Understanding Sea Ice formation …
… by deploying instrument-equipped buoys to record atmospheric, temperature, salinity and other physicochemical characteristics of the water; taking ice core samples from the ice sheet in order to study its chemical composition; or using drones to map the distribution and sizes of drifting ice sheets or polynyas.
Analysing ocean currents …
… by recording the physicochemical parameters of the water and currents (speed, direction); evaluating temporal and spatial variations in the water at the surface and at depth via samples collected using a salinometer; or using a sonar to map the seabed’s topography.

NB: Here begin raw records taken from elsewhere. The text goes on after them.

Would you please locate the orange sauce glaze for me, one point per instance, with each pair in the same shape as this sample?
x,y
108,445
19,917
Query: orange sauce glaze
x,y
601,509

Studying the marine biology …
… by collecting samples of seawater and surveying the microorganisms present (phytoplankton, zooplankton); using a sonar to build a picture of the distribution and behaviour of the marine organisms living in the water column (particularly Antarctic krill); using an ROV equipped with video cameras and sensors to study the composition, behaviour and habitat of marine organisms.
Tracking and observing marine megafauna …
… by conducting visual counts of mammals and marine birds; keeping records of individuals using photo identification; taking samples to study their diet and analyse any contamination present; fitting Argos transponders to marine birds or mammals to track their movements and diving behaviour.
Analysing the social and environmental impact of sustainable tourism in the polar environment …
… by evaluating the effectiveness of the biodiversity protection protocols in place; identifying current and future challenges for sustainable development for these regions and their inhabitants; and studying areas in which science and polar tourism can work together.